I truly believe that God has a plan for my son; however, I have one issue that has been tearing me apart.  In my life I have had nothing, but supportive parents.  No matter what I wanted to do they told me that they would support me and they always encouraged me to chase my dreams.  The same went for my brother, they never told us we couldn't do something or they would not back us up.  As parents you always want to encourage and support your children in everything they want to do.  You never want to give limitations because you always want them to strive for the best.  This has been something I have been really struggling with this week.  Hunter and I are both very into sports; hunter plays still and I love watching it. I always thought that my son would play them.  I had dreams of going to his games and being that overly decked out parent with the buttons and shirts etc.  I never dreamed I would have to tell him no on anything he wanted to do. 
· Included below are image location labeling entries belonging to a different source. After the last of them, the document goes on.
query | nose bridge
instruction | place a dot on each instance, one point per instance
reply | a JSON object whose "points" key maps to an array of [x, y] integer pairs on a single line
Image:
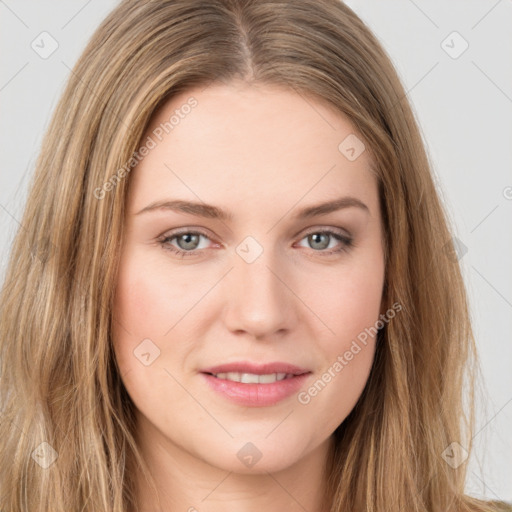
{"points": [[258, 301]]}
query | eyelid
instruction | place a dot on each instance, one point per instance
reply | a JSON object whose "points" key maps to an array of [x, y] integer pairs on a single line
{"points": [[340, 234]]}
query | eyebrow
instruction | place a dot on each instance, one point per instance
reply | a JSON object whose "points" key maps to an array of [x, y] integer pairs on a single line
{"points": [[213, 212]]}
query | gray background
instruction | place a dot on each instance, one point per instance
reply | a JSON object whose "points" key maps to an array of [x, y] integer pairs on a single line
{"points": [[463, 104]]}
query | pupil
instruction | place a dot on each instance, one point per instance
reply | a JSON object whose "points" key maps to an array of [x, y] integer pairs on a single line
{"points": [[317, 242], [188, 241]]}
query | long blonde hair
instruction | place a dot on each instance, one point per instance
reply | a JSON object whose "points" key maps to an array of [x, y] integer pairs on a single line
{"points": [[67, 439]]}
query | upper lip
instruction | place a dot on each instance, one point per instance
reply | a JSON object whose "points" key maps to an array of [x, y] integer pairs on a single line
{"points": [[255, 368]]}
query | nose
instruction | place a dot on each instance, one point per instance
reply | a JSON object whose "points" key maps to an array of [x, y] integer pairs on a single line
{"points": [[260, 300]]}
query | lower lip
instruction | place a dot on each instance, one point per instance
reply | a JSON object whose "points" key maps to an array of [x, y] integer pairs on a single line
{"points": [[256, 395]]}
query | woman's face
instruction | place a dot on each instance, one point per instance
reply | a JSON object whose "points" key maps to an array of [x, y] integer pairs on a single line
{"points": [[252, 252]]}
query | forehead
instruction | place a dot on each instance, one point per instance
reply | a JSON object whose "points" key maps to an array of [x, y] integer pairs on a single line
{"points": [[237, 142]]}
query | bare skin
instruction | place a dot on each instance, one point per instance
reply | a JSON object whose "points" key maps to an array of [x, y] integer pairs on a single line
{"points": [[262, 154]]}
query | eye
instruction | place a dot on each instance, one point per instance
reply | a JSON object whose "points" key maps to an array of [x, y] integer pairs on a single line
{"points": [[327, 239], [185, 243]]}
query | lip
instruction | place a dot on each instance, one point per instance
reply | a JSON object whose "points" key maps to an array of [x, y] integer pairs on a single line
{"points": [[257, 369], [256, 395]]}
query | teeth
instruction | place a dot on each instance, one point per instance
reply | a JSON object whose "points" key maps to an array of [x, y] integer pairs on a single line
{"points": [[252, 378]]}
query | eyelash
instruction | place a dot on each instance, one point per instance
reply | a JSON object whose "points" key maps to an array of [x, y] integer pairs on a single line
{"points": [[346, 242]]}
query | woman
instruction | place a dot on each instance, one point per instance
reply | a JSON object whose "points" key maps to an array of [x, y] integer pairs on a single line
{"points": [[235, 278]]}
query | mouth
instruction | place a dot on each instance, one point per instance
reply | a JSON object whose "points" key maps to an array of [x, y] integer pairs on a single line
{"points": [[253, 378], [253, 385]]}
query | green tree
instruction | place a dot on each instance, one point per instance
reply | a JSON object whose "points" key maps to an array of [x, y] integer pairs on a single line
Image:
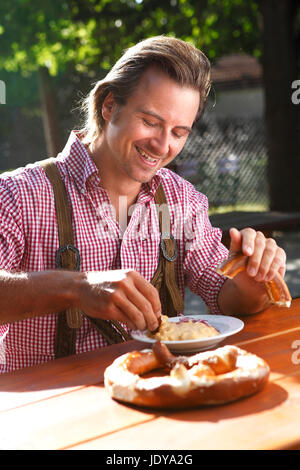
{"points": [[51, 36]]}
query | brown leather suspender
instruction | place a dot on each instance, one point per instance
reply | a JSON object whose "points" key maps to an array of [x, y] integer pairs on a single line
{"points": [[68, 257]]}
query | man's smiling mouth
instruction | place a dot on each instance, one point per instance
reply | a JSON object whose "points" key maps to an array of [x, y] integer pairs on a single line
{"points": [[146, 157]]}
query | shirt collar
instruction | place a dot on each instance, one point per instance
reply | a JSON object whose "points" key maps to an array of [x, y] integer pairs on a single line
{"points": [[83, 169]]}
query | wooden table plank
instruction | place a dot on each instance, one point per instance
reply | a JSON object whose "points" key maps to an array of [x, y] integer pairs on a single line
{"points": [[63, 404], [66, 420], [268, 420], [88, 413], [58, 377]]}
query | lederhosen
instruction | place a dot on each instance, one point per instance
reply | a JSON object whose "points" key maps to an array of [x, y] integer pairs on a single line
{"points": [[68, 257]]}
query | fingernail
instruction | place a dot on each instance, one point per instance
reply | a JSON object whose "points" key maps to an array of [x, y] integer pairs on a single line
{"points": [[252, 271]]}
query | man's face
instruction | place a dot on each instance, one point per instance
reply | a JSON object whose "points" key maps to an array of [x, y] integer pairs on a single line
{"points": [[150, 129]]}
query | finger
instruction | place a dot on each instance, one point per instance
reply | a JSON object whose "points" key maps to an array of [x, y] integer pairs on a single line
{"points": [[249, 236], [134, 304], [267, 260], [148, 291], [236, 240], [115, 313], [277, 265], [254, 262], [128, 308]]}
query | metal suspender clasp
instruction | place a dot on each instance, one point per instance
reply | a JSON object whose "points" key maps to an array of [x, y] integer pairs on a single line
{"points": [[64, 248], [168, 236]]}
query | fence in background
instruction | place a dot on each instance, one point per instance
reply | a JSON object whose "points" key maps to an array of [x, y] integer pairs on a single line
{"points": [[226, 159]]}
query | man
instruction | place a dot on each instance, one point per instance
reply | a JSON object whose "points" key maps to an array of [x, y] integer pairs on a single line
{"points": [[137, 120]]}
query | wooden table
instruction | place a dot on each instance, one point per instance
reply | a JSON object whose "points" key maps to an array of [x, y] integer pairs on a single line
{"points": [[64, 405]]}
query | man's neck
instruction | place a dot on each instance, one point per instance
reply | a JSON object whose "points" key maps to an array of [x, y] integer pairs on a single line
{"points": [[121, 189]]}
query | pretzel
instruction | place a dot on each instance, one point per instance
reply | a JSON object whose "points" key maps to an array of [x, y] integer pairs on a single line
{"points": [[207, 378], [277, 289]]}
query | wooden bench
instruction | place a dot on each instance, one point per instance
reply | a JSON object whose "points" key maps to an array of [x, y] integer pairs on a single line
{"points": [[266, 222]]}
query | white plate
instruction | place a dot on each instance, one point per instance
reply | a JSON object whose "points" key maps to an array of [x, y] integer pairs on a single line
{"points": [[227, 326]]}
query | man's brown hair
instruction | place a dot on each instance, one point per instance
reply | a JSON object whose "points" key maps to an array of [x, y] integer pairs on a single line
{"points": [[180, 60]]}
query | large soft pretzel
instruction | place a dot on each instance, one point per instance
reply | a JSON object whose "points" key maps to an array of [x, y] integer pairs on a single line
{"points": [[277, 289], [207, 378]]}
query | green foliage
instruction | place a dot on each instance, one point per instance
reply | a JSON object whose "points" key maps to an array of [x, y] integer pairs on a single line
{"points": [[91, 34]]}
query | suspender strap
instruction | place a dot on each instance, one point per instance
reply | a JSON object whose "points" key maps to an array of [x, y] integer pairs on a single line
{"points": [[164, 278], [68, 257]]}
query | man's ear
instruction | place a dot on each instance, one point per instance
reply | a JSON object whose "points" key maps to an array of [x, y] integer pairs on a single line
{"points": [[108, 106]]}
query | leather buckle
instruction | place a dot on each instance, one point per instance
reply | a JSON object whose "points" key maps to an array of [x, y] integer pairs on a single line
{"points": [[64, 248], [165, 236]]}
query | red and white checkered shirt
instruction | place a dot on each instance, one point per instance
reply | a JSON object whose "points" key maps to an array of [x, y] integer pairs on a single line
{"points": [[29, 240]]}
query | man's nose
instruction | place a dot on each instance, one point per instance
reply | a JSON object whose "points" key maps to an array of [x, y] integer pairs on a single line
{"points": [[161, 144]]}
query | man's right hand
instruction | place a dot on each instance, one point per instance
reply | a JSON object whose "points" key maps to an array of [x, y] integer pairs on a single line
{"points": [[121, 295]]}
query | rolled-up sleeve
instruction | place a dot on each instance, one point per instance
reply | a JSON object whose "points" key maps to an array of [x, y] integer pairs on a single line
{"points": [[11, 234]]}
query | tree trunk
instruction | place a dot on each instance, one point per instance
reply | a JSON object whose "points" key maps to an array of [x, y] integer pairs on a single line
{"points": [[50, 114], [282, 116]]}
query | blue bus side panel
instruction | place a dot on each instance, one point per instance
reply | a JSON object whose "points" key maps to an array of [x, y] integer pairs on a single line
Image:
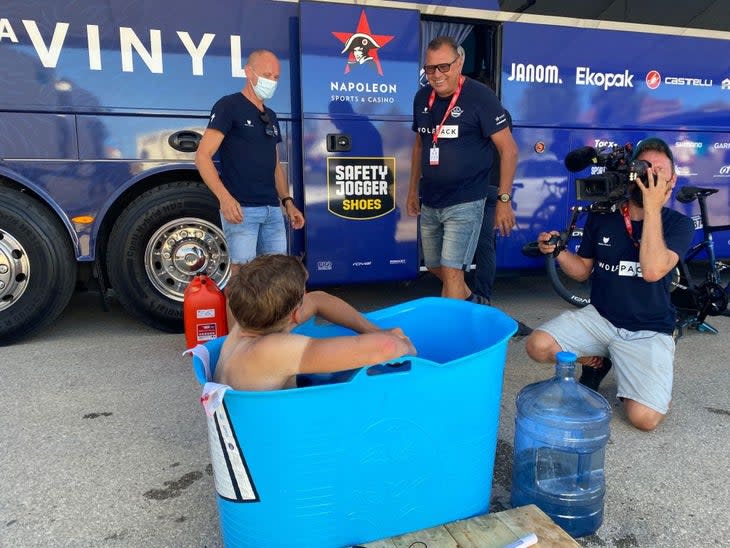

With everything I have read with children with HLHS usually they know when to limit themselves and take a break.  It does state that contact sports are not highly looked upon with kids suffering from this heart defect.  How does a mother tell her son "you can't do this, you just are not strong enough?" or "you are not like the other kids you have to take it easy?"  This especially weighs heavy on my heart because Hunter and I plan on having more children.  Having to tell one of your children they can't do something and the other can is gut wrenching for me.  I have shed so many tears thinking about how I might have to limit my son and tell him no to a dream he may have.  I know God works in mysterious ways; this is just an issue I have been really dealing with.  I have been praying he will be really into music or an amazing painter like his aunt, or even a doctor like his uncle and that this will never be an issue.  I want him to know that his father and I support him, but we also want to protect him.  He not only has a heart issue, but he is our first child.  Already I cannot imagine my life without this sweet boy and I will do everything in my power to protect him, but when does that protection become too much.  I know I will have a hard time letting go because he will be such a miracle.  I read about stories of other children that are able to do things that maybe the doctors have advised against, but then I read the stories of the children that literally are the mold of what the doctors say you can't do.  His heart will typically work 3/4 as good as a healthy child's heart after all his surgeries.  He will get tired quicker, winded quicker, etc.  I really pray I never have to tell my child he just is not strong enough to do something he may really want.  I mean seriously; how do you tell your child he can't follow a dream?

2 comments:

  1. I have a friend from highschool whos son was born without a hand, and she also had these same thoughts. She told me one day that she gets thru those tormenting thoughts in her head because her son will never know any different. And he is one of the happiest little 3 yo little boys ever. You would never know he was "different".
    I am sure that you and Hunter will be able to find the ability to parent many children with many different abilities :)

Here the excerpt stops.